В то же самое время из отапливаемого туалета Лотташа отважилась на непосильный труд – набрала по мобильнику телефон фельетонного пигмея Лёлика, предварительно посмотревшись в зеркальце. На неё глядело перемещённое слева направо лицо, пытавшееся водвориться на место. Лотте не терпелось узнать, кто томится в казематах её души и она стремилась взять реванш непонятно за что, хотя до конца не осознавала точно вымеренного значения рокочущего словосочетания, так импонировавшего ей без рояля.
– Преданный маленький на проводе, – услышала она насторожённый баритон, усекший в её голосе со скоплениями тестостерона перепады настроения и меняющейся уличной температуры.
Лёлик не ошибся, в стенаниях присутствовал элемент нервного истощения, от его пищевой формы ей умереть не грозило.

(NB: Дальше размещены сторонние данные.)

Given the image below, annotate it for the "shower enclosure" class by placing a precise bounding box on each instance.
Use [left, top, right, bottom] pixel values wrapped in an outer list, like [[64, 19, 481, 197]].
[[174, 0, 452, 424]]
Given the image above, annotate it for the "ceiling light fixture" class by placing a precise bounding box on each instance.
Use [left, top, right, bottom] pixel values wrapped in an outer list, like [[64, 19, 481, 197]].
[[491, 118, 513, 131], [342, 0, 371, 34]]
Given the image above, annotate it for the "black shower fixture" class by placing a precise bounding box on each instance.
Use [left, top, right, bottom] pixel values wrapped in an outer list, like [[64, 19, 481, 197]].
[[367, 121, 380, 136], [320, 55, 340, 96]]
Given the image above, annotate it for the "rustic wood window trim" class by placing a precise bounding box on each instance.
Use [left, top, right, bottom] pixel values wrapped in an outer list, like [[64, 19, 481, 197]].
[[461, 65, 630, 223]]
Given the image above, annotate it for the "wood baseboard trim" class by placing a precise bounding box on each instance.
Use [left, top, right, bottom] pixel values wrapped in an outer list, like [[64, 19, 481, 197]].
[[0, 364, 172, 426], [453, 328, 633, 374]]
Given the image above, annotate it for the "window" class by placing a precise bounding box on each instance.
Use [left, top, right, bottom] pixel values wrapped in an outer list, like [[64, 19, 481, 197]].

– Дорогой, только что незнакомый художник намекал за столиком, что нуждается в пленительной натурщице, и я позировала для картины «Спор не двухместен». Как ты к этому относишься?
– Готов дать на отсечение свой язык и твою руку, я не нахожу в этом ничего предосудительного, поступай, как считаешь нужным. Мне – ваятелю валюты и успехов, это без разницы. Помнишь, двухметровый верзила приезжал к тебе домой с массажным столом? Тогда ты со мной не советовалась, объясняя поведение тем, что париться лучше всего попарно. Тебе который годик, девочка?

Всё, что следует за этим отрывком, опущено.